How to write your own custom parser for Kafka
Although Deephaven has built-in support for parsing certain types of Kafka data such as JSON, you may want to write your own parser for your Kafka data. This guide will show you how to write your own Kafka data parser.
Custom function
Writing your own custom Kafka parser starts with defining your own function.

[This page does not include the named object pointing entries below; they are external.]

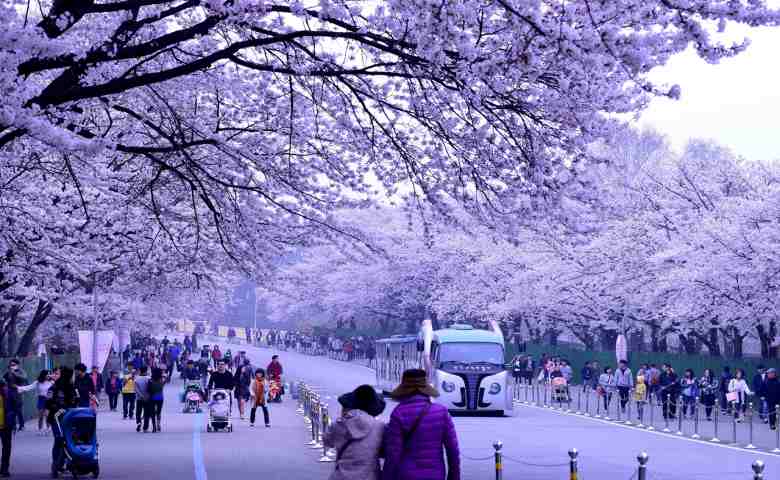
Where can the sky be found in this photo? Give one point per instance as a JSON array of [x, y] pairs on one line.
[[736, 103]]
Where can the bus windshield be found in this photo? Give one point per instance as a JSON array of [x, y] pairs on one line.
[[467, 352]]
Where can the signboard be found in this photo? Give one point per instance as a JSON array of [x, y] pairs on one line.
[[105, 339], [621, 348]]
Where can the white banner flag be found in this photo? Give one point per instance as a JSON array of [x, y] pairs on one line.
[[105, 339]]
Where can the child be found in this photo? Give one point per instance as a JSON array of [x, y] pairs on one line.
[[640, 397], [257, 392]]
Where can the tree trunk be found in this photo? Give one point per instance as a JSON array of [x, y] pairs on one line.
[[42, 312]]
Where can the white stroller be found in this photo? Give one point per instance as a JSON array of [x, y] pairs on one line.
[[220, 406]]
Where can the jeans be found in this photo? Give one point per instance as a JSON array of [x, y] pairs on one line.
[[6, 437], [153, 411], [113, 399], [128, 405], [140, 409], [265, 414]]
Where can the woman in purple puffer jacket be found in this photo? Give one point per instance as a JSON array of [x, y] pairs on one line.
[[419, 433]]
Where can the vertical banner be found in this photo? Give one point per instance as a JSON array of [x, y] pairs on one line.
[[621, 348], [105, 339]]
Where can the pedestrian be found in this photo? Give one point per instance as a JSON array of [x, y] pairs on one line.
[[419, 434], [668, 391], [725, 378], [243, 379], [257, 392], [689, 388], [606, 386], [640, 397], [45, 383], [153, 409], [85, 387], [758, 389], [357, 435], [128, 394], [624, 381], [63, 397], [15, 377], [772, 395], [738, 393], [141, 396], [708, 387], [113, 387], [587, 375]]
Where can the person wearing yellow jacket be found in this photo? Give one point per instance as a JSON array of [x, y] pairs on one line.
[[640, 397], [128, 394]]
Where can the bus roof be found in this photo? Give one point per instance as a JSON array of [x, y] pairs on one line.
[[398, 339], [452, 335]]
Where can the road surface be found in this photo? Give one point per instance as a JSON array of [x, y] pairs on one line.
[[536, 442]]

Our guide on writing Python functions covers how to do this.
For a Kafka stream, your custom function should take a single parameter that represents a single entry from the Kafka stream.

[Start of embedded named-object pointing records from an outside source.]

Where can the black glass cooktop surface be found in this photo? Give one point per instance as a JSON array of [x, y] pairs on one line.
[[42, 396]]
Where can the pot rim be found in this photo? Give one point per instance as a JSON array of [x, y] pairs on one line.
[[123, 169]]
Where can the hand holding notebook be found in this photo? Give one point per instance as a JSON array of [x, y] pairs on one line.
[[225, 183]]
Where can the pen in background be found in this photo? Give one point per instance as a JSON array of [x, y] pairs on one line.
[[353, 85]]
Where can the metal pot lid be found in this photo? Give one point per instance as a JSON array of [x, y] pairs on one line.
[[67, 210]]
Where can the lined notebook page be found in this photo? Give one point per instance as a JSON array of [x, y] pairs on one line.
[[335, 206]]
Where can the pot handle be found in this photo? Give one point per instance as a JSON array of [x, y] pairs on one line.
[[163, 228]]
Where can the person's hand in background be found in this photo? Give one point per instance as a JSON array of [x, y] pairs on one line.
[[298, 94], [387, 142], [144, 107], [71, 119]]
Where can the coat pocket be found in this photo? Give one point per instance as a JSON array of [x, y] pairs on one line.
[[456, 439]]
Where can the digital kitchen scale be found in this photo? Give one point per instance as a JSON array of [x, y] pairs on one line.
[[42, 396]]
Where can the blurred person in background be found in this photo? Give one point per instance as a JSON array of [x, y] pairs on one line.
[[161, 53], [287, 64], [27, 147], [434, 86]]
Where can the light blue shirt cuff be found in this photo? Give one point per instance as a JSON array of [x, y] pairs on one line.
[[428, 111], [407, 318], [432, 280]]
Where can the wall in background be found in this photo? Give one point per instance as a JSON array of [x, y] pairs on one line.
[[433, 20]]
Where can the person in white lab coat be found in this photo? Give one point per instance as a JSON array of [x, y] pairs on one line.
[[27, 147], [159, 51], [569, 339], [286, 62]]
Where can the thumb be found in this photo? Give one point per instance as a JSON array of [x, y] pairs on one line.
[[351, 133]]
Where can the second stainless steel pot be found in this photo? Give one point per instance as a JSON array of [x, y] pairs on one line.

Once you have your custom function defined, you simply use a table update to create a new column containing the value of the parsed stream.

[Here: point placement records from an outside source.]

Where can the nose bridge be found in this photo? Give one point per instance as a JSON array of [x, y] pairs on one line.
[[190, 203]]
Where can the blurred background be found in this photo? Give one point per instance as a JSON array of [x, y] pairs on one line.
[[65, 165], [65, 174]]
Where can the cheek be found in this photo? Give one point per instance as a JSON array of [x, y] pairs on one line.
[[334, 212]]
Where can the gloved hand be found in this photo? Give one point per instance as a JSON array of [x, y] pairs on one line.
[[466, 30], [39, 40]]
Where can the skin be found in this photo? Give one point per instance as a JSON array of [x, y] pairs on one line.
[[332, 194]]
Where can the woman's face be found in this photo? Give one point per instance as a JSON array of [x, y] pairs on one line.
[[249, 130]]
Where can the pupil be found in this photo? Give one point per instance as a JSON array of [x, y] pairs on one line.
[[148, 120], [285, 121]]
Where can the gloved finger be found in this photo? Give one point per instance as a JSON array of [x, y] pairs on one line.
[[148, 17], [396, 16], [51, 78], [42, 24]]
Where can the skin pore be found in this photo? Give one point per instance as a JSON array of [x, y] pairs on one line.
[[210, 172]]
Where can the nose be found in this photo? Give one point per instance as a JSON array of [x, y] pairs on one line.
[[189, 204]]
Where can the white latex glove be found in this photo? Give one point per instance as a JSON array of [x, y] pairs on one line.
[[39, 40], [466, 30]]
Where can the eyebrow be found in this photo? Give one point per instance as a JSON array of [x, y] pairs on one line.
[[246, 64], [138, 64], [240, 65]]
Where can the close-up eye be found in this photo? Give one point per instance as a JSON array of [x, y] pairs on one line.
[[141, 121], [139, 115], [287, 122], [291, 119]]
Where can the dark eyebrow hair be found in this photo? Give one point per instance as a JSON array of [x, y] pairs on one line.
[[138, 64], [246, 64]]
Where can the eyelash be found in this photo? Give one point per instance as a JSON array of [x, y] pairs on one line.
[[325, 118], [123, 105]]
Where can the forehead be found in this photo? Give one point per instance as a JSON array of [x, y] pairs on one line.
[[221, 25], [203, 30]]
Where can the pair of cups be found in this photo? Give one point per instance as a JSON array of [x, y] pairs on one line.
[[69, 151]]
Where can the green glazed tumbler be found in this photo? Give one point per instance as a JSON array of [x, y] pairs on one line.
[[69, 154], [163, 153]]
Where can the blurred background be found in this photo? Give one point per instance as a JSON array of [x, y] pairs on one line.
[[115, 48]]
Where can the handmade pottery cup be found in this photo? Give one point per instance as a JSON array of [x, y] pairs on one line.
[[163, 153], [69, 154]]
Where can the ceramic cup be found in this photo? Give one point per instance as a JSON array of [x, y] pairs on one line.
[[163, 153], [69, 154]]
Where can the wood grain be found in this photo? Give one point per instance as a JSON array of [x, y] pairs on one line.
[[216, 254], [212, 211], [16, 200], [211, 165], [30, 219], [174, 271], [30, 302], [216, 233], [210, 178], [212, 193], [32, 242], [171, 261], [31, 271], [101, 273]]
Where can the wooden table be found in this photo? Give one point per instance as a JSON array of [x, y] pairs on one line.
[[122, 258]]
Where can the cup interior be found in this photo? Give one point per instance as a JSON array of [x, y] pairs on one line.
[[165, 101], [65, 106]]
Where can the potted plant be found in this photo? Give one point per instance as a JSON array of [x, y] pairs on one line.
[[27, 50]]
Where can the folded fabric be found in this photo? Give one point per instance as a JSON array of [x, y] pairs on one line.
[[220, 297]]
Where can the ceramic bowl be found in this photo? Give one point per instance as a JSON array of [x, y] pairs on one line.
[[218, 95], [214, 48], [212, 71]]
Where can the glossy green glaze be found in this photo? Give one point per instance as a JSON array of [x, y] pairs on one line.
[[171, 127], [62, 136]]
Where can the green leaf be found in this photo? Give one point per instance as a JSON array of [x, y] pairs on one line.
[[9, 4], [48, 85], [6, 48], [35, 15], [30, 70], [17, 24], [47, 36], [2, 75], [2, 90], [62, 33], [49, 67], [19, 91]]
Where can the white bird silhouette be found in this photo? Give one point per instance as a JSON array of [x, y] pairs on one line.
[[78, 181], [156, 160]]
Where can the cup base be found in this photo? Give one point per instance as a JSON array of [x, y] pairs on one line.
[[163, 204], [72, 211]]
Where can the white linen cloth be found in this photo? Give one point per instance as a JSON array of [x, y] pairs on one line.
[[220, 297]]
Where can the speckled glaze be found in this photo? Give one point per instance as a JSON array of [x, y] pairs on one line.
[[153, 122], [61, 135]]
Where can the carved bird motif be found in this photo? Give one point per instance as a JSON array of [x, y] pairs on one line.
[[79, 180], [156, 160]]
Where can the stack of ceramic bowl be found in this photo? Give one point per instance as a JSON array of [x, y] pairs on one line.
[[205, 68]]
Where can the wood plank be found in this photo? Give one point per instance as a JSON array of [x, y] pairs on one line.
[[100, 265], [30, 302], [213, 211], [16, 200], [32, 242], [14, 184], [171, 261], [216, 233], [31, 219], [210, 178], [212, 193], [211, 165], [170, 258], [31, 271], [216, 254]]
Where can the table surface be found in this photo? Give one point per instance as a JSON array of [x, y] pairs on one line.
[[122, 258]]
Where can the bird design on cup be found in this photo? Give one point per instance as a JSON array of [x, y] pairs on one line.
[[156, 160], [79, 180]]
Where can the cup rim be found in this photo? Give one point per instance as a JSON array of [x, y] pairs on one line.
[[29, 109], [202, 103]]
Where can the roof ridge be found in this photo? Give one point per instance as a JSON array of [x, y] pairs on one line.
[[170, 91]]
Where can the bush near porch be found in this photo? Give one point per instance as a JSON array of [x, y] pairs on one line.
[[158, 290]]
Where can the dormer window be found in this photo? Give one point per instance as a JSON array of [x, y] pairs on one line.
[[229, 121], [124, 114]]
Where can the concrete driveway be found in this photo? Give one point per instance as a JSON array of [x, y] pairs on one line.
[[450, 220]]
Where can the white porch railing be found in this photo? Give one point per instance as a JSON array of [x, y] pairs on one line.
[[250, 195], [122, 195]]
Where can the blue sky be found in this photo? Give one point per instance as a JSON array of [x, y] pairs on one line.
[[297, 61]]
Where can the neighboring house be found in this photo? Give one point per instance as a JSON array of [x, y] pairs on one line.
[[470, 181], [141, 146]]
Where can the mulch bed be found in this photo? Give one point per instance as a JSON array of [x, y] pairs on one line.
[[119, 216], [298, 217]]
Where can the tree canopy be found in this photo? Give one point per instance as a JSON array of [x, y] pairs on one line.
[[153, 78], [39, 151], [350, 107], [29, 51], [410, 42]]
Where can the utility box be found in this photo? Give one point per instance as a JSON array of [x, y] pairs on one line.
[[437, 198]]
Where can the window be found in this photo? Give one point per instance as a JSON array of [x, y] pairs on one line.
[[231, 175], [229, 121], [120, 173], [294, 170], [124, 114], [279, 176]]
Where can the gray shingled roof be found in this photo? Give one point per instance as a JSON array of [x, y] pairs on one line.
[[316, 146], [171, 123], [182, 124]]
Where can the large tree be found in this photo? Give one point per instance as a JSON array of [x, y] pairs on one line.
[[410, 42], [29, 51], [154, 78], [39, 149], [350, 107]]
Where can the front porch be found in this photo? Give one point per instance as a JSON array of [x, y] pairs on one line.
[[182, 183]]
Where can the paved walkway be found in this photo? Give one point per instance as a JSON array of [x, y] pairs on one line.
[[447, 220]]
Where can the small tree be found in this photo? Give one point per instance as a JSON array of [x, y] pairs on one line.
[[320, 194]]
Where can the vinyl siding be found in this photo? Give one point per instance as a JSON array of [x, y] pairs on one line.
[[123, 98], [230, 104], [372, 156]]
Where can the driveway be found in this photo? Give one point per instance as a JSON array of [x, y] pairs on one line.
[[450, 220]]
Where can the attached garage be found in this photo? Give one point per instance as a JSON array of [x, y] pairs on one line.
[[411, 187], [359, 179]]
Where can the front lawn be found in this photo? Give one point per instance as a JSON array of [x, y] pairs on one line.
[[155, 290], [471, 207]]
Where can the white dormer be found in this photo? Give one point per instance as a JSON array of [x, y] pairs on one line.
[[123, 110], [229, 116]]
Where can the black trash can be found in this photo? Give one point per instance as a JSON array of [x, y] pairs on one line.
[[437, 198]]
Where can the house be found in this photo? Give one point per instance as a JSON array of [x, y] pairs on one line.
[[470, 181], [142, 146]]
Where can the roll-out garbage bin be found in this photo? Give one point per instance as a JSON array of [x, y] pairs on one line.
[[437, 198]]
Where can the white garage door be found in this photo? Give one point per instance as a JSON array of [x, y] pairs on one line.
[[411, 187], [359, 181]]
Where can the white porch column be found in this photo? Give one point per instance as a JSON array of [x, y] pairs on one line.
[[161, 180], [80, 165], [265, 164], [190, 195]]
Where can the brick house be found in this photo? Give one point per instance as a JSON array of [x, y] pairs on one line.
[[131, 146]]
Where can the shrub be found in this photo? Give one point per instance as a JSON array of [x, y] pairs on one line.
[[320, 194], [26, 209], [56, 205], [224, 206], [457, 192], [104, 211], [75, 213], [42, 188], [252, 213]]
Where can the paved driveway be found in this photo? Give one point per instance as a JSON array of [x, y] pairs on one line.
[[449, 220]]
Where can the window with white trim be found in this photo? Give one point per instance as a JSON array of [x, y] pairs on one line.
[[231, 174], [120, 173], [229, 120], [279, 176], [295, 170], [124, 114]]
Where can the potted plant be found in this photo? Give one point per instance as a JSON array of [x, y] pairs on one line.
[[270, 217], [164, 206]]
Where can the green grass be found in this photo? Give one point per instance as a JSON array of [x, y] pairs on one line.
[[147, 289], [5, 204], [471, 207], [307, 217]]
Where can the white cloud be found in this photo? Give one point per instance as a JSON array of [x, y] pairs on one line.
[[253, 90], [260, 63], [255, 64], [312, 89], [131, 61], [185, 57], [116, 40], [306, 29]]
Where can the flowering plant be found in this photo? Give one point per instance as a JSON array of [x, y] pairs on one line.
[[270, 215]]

This example shows how to create a Person
class containing name
and age
attributes derived from a binary Kafka stream of JSON strings.
from deephaven.stream.kafka import consumer as kt
from dataclasses import dataclass
import json
def get_raw_kafka():
return kt.consume(
{ 'bootstrap.servers' : 'redpanda:29092',
'value.deserializer': 'org.apache.kafka.common.serialization.ByteArrayDeserializer' },
'test.topic',
table_type=kt.TableType.Append,
key_spec=kt.KeyValueSpec.IGNORE,
value_spec=kt.simple_spec('Bytes'),
offsets=kt.ALL_PARTITIONS_SEEK_TO_END,
)
@dataclass
class Person:
age: int
name: str
def my_parser(raw_bytes) -> Person:
json_object = json.loads(bytes(raw_bytes))
return Person(age=json_object["age"], name=json_object["name"])
my_raw_table = get_raw_kafka()
my_parsed_table = my_raw_table\
.update(["Person=(org.jpy.PyObject)my_parser(Bytes)"])\
.view([
"Age=(int)Person.age",
"Name=(String)Person.name"
])